Later, as Brutus and Cassius prepare to wage war against a triumvirate of Mark Antony, Octavius (later granted the honorific name Augustus) and Lepidus, Caesar’s ghost appears to Brutus to warn of his imminent defeat.

westallbrutusandghostcaesar
Richard Westall (1765-1836) engraved by Edward Scriven (1775–1841), Brutus and the Ghost of Caesar (c 1802), copperplate engraving for ‘Julius Caesar’ IV, iii, 21.6 x 29.2 cm, location not known. Wikimedia Commons.

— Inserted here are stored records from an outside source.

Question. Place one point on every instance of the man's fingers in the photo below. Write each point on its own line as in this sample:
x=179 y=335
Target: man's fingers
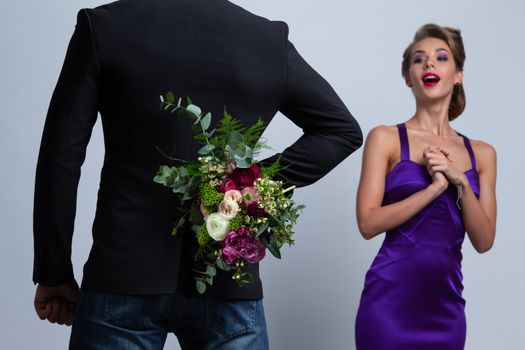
x=43 y=310
x=55 y=313
x=71 y=313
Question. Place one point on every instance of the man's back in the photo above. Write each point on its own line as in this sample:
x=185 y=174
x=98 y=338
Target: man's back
x=121 y=58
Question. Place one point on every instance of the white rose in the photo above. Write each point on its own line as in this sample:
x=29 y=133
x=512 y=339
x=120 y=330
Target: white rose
x=228 y=208
x=217 y=226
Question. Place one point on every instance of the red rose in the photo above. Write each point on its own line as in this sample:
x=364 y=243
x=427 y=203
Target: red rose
x=228 y=185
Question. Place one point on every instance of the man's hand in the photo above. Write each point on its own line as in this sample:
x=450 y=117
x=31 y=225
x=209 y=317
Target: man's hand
x=57 y=304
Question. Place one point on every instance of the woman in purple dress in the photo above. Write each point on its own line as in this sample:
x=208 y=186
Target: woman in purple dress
x=424 y=184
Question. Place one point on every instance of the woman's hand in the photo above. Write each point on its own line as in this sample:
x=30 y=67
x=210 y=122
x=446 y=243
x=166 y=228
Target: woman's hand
x=439 y=160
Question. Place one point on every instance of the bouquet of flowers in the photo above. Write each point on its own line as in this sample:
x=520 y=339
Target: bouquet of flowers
x=235 y=207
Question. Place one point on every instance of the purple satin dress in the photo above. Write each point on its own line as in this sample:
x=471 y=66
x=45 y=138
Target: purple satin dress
x=412 y=295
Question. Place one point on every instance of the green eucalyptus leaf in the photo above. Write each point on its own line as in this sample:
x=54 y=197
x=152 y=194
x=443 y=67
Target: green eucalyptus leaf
x=236 y=140
x=242 y=162
x=273 y=249
x=261 y=229
x=201 y=286
x=206 y=149
x=194 y=110
x=170 y=97
x=211 y=270
x=206 y=121
x=223 y=266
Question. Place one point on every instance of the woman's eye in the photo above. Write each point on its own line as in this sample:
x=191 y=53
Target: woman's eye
x=418 y=59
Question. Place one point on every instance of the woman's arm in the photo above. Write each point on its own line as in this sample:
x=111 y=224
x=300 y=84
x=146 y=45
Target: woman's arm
x=372 y=218
x=479 y=215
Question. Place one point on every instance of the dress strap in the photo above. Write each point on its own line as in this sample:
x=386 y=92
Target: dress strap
x=468 y=146
x=403 y=139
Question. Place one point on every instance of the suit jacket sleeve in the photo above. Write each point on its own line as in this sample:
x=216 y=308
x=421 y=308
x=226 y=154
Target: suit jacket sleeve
x=330 y=132
x=70 y=119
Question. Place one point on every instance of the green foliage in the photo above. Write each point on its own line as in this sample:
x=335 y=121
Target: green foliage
x=237 y=221
x=208 y=195
x=203 y=237
x=272 y=170
x=195 y=182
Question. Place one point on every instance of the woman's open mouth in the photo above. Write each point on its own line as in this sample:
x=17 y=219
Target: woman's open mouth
x=430 y=79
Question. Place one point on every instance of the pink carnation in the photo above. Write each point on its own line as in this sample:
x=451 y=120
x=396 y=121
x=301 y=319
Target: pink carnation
x=241 y=244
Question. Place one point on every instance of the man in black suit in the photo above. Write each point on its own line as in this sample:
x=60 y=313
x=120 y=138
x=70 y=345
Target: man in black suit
x=137 y=283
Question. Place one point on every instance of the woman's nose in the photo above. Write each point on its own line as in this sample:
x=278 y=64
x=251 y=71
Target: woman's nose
x=429 y=64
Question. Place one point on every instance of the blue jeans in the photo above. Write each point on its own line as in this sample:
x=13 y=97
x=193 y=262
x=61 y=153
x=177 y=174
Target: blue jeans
x=112 y=322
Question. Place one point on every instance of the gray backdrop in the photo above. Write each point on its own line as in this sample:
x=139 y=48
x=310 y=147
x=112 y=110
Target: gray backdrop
x=312 y=294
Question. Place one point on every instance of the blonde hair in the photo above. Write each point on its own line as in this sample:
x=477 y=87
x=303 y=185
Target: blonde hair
x=452 y=37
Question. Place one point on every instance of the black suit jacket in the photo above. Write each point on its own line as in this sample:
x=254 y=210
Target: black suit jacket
x=121 y=57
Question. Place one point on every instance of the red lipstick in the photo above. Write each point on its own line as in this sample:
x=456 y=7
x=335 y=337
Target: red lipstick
x=430 y=79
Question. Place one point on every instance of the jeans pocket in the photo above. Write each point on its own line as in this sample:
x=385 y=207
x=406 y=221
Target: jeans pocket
x=232 y=318
x=132 y=312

This engraving of Richard Westall’s painting Brutus and the Ghost of Caesar, from about 1802, shows Brutus in his role of general, sat at a writing desk, as Caesar’s ghost fills the upper left of the painting, warning Brutus of his imminent death with the portentous words Thou shalt see me at Philippi.

blakebrutuscaesarsghost
William Blake (1757–1827), Brutus and Caesar’s Ghost (1806), pen and grey ink, and grey wash, with watercolour, illustration to ‘Julius Caesar’ IV, iii, 30.6 x 19 cm, location not known. Wikimedia Commons.

William Blake painted a similar scene in his Brutus and Caesar’s Ghost from 1806, for an illustrated folio edition of Shakespeare from 1632. This series of illustrations for this play are not well-known among Blake’s work, and were made early in his career.

abbeytentbrutusghost
Edwin Austin Abbey (1852–1911), Within the Tent of Brutus: Enter the Ghost of Caesar, ‘Julius Caesar’, Act IV, Scene III (1905), oil on canvas, dimensions not known, Yale University Art Gallery, New Haven, CT. Wikimedia Commons.

Edwin Austin Abbey, in his painting Within the Tent of Brutus: Enter the Ghost of Caesar from 1905, spatters the white robe of the ghost with the blood from multiple stab wounds.

With Julius Caesar dead, it’s time for Ovid to draw his Metamorphoses to a close by praising the Emperor Augustus.